Morgan Stanley, Lehman Brothers Holdings Inc and Credit Suisse Group are eliminating about 1,640 jobs as the worst US housing market in 26 years slows economic growth and their profit outlook.
Morgan Stanley's cuts will affect asset management, retail brokerage and support areas such as technology and administration, a person familiar with the firm's plans said. The positions at Lehman are concentrated in structured finance, commercial real estate, securitization, trading of mortgages and collateralized debt obligations, a second person said.
Banks and brokers have eliminated more than 25,000 jobs in the past six months as they racked up US$136 billion in writedowns and credit losses tied to mortgage securities. Morgan Stanley, which reported its first-ever quarterly loss last month, cut 900 jobs last year from areas that offered mortgages, packaged and traded debt securities and provided high-yield loans.
"The firm is engaged in an ongoing process of assessing its personnel needs in light of overall market conditions, business priorities and individual performance," said Jim Wiggins, a spokesman for the New York-based firm. "This process will involve headcount reductions in some areas and additions in other areas."
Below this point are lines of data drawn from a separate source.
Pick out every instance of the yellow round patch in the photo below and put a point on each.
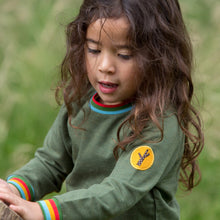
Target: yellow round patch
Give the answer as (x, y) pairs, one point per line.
(142, 158)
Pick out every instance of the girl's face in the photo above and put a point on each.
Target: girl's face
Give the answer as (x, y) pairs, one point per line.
(111, 67)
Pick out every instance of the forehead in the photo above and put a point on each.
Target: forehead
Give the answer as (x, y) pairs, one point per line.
(115, 29)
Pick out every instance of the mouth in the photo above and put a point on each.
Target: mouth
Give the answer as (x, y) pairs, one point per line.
(108, 84)
(107, 87)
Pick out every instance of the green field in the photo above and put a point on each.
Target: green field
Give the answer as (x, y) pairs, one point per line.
(32, 45)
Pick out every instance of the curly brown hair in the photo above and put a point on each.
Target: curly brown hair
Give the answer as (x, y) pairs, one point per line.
(163, 50)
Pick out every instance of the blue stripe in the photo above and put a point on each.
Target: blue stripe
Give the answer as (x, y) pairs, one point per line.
(19, 188)
(46, 210)
(111, 112)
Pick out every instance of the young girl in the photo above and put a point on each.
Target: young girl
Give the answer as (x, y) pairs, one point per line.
(128, 131)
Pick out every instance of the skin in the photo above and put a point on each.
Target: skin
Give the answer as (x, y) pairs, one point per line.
(27, 210)
(112, 71)
(111, 65)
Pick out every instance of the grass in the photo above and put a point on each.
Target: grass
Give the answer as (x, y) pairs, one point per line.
(32, 47)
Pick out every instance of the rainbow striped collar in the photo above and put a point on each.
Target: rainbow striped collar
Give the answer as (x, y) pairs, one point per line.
(109, 109)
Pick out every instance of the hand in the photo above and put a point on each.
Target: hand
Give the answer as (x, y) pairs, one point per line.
(27, 210)
(6, 187)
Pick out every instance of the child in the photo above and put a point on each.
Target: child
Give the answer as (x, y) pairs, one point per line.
(124, 138)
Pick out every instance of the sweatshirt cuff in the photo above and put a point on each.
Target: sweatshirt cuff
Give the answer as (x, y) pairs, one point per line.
(23, 186)
(51, 209)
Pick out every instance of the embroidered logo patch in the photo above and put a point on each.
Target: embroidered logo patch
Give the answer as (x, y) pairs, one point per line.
(142, 158)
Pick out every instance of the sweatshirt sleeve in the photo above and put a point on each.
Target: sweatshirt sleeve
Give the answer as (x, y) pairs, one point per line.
(139, 169)
(46, 172)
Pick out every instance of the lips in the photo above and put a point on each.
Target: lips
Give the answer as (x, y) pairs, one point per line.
(107, 87)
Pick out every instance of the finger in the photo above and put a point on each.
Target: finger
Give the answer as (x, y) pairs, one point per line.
(9, 198)
(18, 209)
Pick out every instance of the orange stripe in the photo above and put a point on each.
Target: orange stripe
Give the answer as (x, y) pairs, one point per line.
(56, 212)
(23, 188)
(50, 208)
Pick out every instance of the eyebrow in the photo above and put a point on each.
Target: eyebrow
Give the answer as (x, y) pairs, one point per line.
(118, 46)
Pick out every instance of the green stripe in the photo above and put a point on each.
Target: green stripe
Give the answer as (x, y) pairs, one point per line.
(59, 208)
(28, 185)
(42, 209)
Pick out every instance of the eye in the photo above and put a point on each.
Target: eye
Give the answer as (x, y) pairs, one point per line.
(125, 57)
(93, 51)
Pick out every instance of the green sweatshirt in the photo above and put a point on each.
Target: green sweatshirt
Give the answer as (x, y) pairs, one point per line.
(141, 184)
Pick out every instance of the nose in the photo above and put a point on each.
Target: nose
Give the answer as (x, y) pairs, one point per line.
(106, 63)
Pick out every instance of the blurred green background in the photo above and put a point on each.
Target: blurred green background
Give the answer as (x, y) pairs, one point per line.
(32, 45)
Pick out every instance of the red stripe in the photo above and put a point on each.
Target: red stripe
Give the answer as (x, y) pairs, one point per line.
(25, 186)
(54, 209)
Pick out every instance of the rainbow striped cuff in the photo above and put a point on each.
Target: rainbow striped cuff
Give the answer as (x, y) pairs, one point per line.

Credit Suisse, the second-biggest Swiss bank, said yesterday it was cutting 500 investment banking jobs, mostly in equities and fixed-income units. The cuts are "due to market conditions and projected staffing levels required to meet client needs," its New York spokesman, Bruce Corwin, said in an emailed statement yesterday.
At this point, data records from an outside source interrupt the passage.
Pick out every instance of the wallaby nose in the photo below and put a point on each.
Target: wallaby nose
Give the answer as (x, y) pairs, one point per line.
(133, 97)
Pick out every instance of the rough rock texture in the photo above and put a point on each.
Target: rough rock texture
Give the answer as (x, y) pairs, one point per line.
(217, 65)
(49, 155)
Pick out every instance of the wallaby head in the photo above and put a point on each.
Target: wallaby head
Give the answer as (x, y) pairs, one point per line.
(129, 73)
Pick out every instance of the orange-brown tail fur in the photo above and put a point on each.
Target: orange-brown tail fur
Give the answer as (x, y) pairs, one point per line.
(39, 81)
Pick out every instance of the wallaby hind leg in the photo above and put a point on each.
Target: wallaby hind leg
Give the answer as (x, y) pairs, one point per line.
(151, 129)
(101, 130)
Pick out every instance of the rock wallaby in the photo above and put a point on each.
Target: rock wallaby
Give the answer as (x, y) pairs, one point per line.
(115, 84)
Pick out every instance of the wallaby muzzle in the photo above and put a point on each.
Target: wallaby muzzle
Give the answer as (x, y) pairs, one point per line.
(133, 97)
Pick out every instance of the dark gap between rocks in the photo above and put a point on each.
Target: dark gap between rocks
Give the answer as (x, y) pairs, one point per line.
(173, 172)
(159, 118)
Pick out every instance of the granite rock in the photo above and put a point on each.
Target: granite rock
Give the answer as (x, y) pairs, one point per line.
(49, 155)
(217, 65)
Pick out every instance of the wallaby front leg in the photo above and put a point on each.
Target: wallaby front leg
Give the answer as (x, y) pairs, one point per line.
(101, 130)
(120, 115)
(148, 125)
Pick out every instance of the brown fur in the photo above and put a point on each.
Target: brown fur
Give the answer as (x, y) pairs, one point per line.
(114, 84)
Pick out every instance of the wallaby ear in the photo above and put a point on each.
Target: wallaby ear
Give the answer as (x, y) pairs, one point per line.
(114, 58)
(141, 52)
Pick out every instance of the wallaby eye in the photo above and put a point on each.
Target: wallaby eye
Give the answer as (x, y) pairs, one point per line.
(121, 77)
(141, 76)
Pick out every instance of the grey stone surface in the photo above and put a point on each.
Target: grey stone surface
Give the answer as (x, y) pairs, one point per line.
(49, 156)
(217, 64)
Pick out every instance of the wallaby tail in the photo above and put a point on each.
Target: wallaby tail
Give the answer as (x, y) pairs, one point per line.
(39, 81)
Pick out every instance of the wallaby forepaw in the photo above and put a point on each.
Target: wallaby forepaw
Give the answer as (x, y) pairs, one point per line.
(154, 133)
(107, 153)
Lehman, the largest underwriter of mortgage-backed bonds, has already cut 3,750 jobs at subsidiaries that make home loans and shut down one of them last year. Kerrie Cohen, a spokeswoman for New York-based Lehman, declined to comment on the new job cuts. Vice chairman Thomas Russo said earlier yesterday Wall Street firms would face more headwinds this year.
"There are still some credit markets that are frozen," Russo said in a Bloomberg television interview. "The fixed- income area will probably remain difficult. How difficult will depend on the economy as a whole."
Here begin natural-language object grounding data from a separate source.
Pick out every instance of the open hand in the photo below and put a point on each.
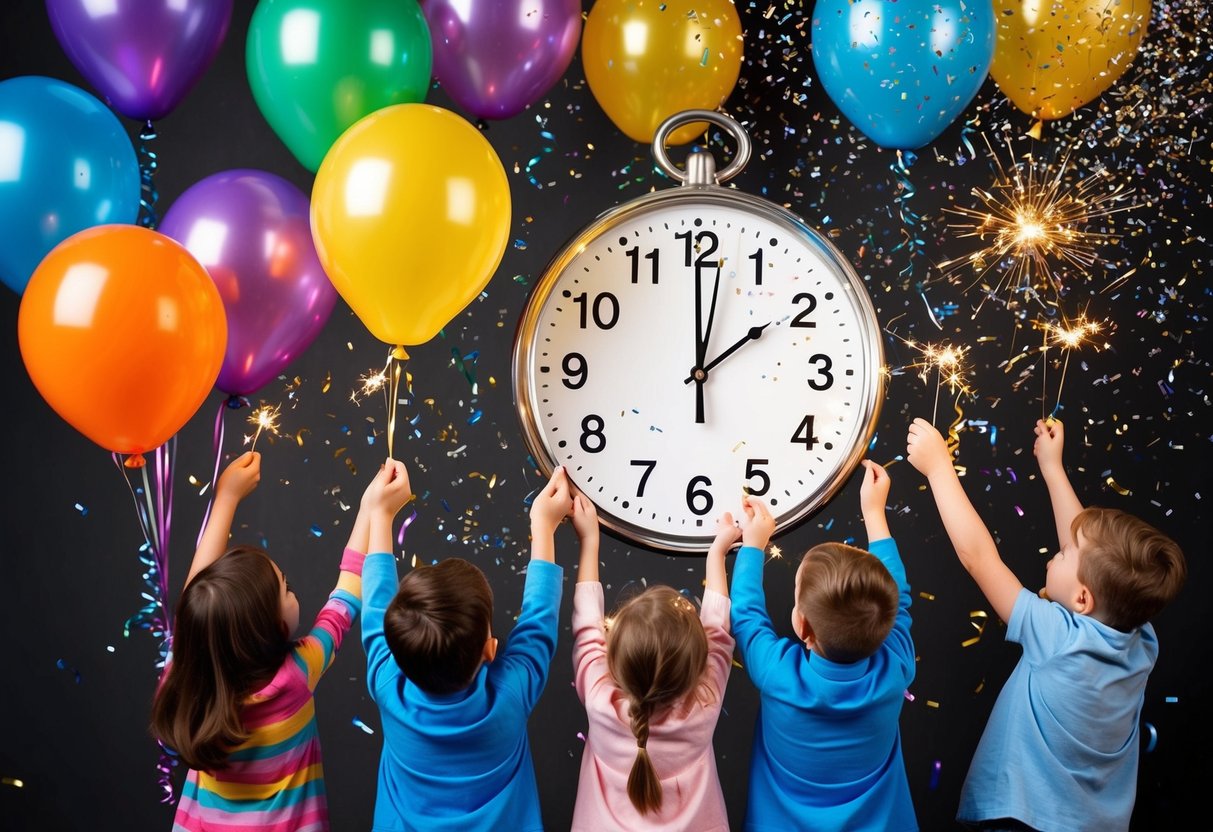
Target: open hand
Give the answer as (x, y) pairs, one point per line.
(757, 525)
(1049, 440)
(240, 477)
(926, 449)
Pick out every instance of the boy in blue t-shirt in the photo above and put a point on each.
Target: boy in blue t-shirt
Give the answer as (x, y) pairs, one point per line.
(827, 748)
(455, 748)
(1060, 748)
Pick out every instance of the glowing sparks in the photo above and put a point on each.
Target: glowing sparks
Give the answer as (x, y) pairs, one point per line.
(371, 382)
(1068, 336)
(1035, 226)
(263, 419)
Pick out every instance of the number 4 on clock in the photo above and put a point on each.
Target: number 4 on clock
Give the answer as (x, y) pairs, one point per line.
(804, 433)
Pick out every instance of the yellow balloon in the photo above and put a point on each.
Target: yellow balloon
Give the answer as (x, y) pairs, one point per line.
(647, 60)
(410, 216)
(1054, 56)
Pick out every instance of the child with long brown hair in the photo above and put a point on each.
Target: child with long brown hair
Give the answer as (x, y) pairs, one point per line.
(651, 678)
(235, 700)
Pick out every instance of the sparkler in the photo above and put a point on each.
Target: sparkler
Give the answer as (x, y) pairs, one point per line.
(263, 419)
(388, 381)
(1031, 218)
(1069, 336)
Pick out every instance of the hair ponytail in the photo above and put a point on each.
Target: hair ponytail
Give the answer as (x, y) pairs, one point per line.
(229, 638)
(643, 786)
(656, 651)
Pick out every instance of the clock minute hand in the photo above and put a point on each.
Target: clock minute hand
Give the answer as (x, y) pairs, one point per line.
(752, 335)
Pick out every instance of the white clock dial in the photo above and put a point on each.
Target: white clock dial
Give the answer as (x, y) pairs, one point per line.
(611, 341)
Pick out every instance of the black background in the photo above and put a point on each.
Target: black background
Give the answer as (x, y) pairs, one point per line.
(75, 693)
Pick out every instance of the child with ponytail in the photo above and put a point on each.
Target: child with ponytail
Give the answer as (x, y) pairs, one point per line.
(235, 699)
(651, 678)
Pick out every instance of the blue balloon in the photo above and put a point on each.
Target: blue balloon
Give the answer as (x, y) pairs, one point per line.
(901, 70)
(66, 164)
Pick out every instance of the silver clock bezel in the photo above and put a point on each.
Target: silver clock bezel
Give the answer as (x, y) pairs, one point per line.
(525, 381)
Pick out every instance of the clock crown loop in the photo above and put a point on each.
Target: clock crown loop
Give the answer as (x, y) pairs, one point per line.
(701, 165)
Morgan Stanley, which has lost 27 percent on the New York Stock Exchange in the past 12 months, fell US$0.47, or 0.9 percent, to US$51.23 in composite trading at 4:26pm. Lehman rose US$0.60, or 1 percent, to US$59.56.
The new cuts at Morgan Stanley, which will take place over coming weeks, equate to about 2 percent of the 48,256 people that the firm employed at the end of November. They aren't expected to target the firm's institutional securities division, which includes trading and investment banking, the person said.
Lehman's cuts represent about 4 percent of the headcount in the fixed-income division. The company used hedges to avoid the bigger losses reported by some of its competitors. Lehman's writedowns of mortgage-related assets were limited at US$1.5 billion, compared with US$9.4 billion at Morgan Stanley and US$24.5 billion at Merrill Lynch & Co.
The Credit Suisse reductions will trim 2.5 percent of jobs from its investment banking division, which had 20,300 employees at the end of September, according to the company's Web site.
Wall Street firms are preparing for a slowdown in economic growth, which tends to reduce demand for investment-banking services. Citigroup Inc, the biggest US bank by assets, said last week it planned to cut 4,200 jobs.